Nevertheless, Trump wants to introduce fiscal policies similar to those of the 19th century.

He has argued that tariffs on agricultural imports could lower food prices by helping American farmers. In fact, tariffs on imported foods would almost certainly drive up food prices by reducing choice for consumers and competition for American producers.

Tariffs can also be used to pressure other countries on issues that may or may not be related to trade. In 2019, for example, Trump used the threat of tariffs as leverage to persuade Mexico to crack down on waves of Central American migrants crossing Mexican territory on their way to the United States.

Trump even sees tariffs as a way to prevent wars.

“I can do it with one phone call,” he said at an August rally in North Carolina.

If another country tried to start a war, he said, he would issue a threat:

“We will charge you 100% rates. And suddenly the president, the prime minister, the dictator, or whoever is running the country says, “Sir, we are not going to war.” ”

Economists generally view tariffs as self-defeating

Tariffs increase costs for businesses and consumers who rely on imports. They are also likely to provoke retaliation.

The European Union, for example, fought back against Trump's tariffs on steel and aluminum by taxing U.S. products, from bourbon to Harley-Davidson motorcycles. Likewise, China responded to Trump's trade war by imposing tariffs on American goods, including soybeans and pork, in a calculated attempt to hurt its supporters in the agricultural country.

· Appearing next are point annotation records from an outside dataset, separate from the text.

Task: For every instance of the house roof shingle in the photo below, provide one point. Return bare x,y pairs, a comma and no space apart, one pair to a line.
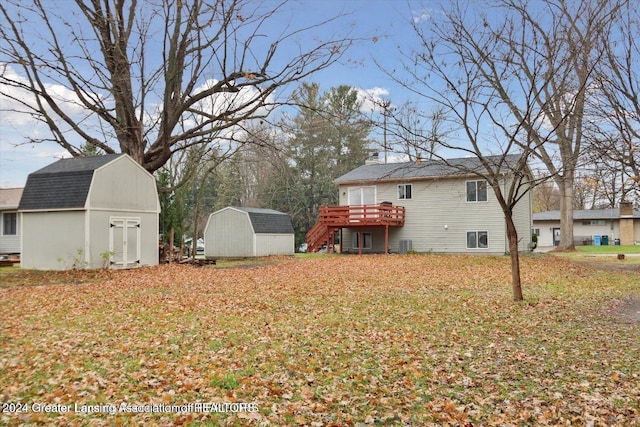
268,221
63,184
423,169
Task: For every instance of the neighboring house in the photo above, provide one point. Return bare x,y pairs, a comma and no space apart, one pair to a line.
90,212
248,232
422,206
10,221
619,225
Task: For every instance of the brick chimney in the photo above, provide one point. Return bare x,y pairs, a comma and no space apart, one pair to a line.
626,209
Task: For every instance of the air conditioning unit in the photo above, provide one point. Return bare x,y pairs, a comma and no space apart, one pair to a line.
405,246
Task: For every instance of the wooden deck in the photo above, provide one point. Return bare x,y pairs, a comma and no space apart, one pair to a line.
332,218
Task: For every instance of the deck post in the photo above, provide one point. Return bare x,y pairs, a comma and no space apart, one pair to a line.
386,239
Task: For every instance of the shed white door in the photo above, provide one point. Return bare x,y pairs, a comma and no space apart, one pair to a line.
124,242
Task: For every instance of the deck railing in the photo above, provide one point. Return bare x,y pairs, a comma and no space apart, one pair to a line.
361,215
332,218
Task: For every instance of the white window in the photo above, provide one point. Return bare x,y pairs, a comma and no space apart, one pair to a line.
362,196
476,191
477,240
366,240
405,191
9,223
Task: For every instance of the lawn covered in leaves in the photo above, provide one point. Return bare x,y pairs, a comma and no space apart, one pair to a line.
344,340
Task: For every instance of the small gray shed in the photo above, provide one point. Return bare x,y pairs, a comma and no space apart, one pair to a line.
248,232
90,212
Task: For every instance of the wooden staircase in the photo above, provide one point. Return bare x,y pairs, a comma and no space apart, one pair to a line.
332,218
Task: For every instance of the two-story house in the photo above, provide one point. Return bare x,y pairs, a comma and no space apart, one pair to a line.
424,206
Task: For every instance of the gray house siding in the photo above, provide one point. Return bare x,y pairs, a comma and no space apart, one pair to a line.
438,215
436,204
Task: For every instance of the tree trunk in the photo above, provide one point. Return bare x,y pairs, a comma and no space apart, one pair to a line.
512,236
566,213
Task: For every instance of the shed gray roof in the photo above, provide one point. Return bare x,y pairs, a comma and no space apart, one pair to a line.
583,214
427,169
268,221
63,184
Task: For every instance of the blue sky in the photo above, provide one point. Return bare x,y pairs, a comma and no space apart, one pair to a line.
381,25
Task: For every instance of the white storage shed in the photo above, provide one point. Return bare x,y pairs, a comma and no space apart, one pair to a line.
90,212
238,232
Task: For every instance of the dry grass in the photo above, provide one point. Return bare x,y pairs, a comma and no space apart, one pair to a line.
345,340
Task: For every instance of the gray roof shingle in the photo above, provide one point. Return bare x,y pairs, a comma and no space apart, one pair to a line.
63,184
423,169
583,214
268,221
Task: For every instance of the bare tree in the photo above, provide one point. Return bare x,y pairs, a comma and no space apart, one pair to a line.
511,85
615,131
150,78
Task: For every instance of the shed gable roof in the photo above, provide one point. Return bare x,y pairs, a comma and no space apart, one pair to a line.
425,169
268,221
62,185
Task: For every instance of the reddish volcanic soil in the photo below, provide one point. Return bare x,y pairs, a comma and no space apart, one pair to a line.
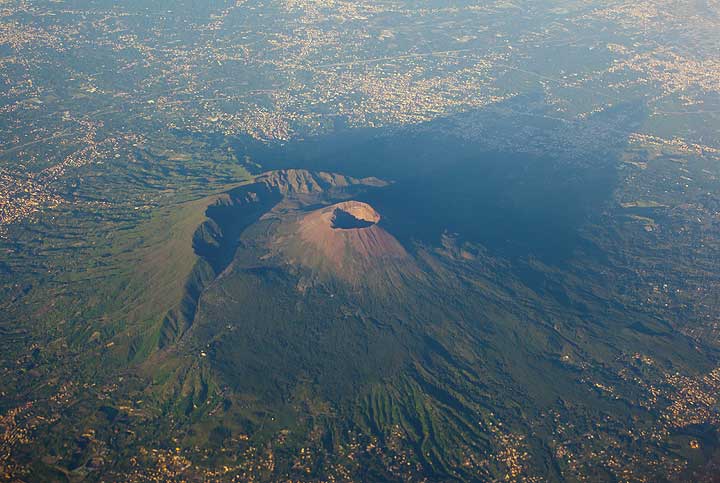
346,241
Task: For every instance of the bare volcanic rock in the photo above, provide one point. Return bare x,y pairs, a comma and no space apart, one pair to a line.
346,241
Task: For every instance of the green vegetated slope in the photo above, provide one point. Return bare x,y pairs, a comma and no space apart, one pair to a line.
442,364
251,330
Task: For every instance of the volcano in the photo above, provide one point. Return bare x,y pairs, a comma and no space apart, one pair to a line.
345,241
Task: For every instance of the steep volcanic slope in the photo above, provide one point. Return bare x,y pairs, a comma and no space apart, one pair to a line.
230,213
320,333
344,240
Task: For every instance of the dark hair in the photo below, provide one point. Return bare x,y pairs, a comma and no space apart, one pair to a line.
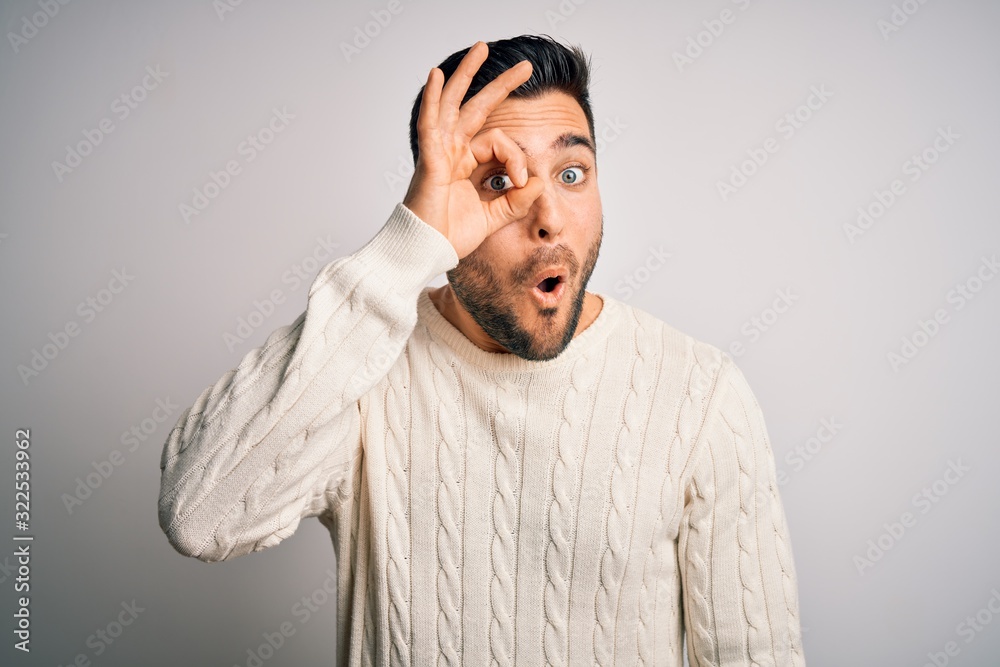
554,67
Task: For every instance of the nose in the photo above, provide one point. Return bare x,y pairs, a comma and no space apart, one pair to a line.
548,215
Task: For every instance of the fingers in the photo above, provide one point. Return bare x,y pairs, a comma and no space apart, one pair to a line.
496,145
430,104
480,105
513,205
458,82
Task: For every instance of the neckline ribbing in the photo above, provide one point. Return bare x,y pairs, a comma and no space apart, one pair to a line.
444,330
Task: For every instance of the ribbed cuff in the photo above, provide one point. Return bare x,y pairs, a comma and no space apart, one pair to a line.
407,250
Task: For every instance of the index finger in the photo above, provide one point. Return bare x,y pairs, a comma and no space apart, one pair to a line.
474,112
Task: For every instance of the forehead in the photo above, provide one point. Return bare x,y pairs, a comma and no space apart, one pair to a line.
535,123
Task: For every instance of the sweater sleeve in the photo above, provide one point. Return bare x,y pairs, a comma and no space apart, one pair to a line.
738,578
269,442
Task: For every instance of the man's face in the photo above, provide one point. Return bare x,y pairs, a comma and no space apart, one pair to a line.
496,283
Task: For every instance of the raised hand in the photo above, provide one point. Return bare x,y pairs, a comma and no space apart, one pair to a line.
440,191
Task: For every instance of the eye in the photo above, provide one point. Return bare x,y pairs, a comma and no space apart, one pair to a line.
498,182
573,175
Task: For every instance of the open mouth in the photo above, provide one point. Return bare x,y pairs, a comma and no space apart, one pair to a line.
549,283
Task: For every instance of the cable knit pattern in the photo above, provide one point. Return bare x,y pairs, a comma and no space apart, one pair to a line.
398,534
503,551
566,473
704,365
618,523
450,498
597,507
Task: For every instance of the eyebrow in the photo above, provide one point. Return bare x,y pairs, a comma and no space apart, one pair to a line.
567,140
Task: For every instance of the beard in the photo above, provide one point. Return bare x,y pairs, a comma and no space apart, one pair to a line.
493,300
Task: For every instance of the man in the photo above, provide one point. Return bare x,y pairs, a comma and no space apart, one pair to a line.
512,469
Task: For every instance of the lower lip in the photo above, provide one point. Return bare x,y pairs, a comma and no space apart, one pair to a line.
549,299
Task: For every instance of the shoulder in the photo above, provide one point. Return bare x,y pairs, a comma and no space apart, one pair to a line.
703,363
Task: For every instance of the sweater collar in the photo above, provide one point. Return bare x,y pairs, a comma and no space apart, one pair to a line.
445,332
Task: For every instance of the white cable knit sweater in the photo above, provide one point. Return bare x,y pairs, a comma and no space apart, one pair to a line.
486,509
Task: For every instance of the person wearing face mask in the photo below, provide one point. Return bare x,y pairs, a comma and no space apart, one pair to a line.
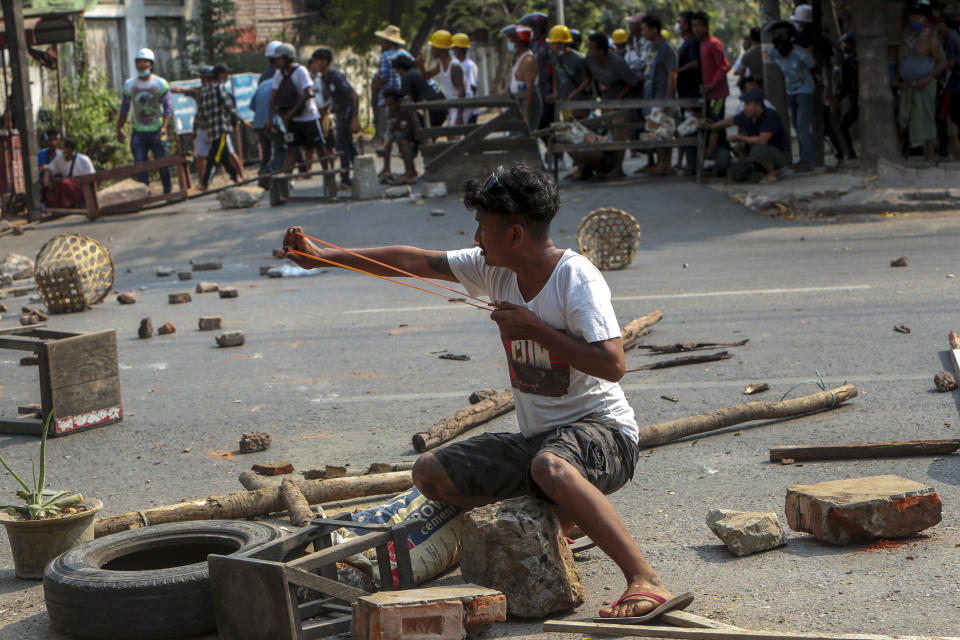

A study by economists at the Massachusetts Institute of Technology, the University of Zurich, Harvard and the World Bank concluded that Trump's tariffs have failed to restore jobs in the American heartland. The study found that the tariffs “neither increased nor decreased employment in the U.S.,” where they were supposed to protect jobs.

For example, despite taxes on imported steel introduced by Trump in 2018, the number of jobs in US steel mills has barely changed: it remained at around 140,000. For comparison: Walmart alone employs 1.6 million people in the United States.

Worse, retaliatory taxes imposed by China and other countries on U.S. goods have had a “negative impact on employment,” particularly for farmers, the study said. These retaliatory tariffs were only partially offset by billions of dollars in government aid that Trump gave to farmers. The Trump tariffs also hurt companies that rely on targeted imports.

However, if Trump's trade war failed as a policy, it succeeded as a policy. The study found that support for Trump and Republican congressional candidates increased in the areas most exposed to import tariffs – the industrial Midwest and manufacturing-intensive Southern states such as North Carolina and Tennessee.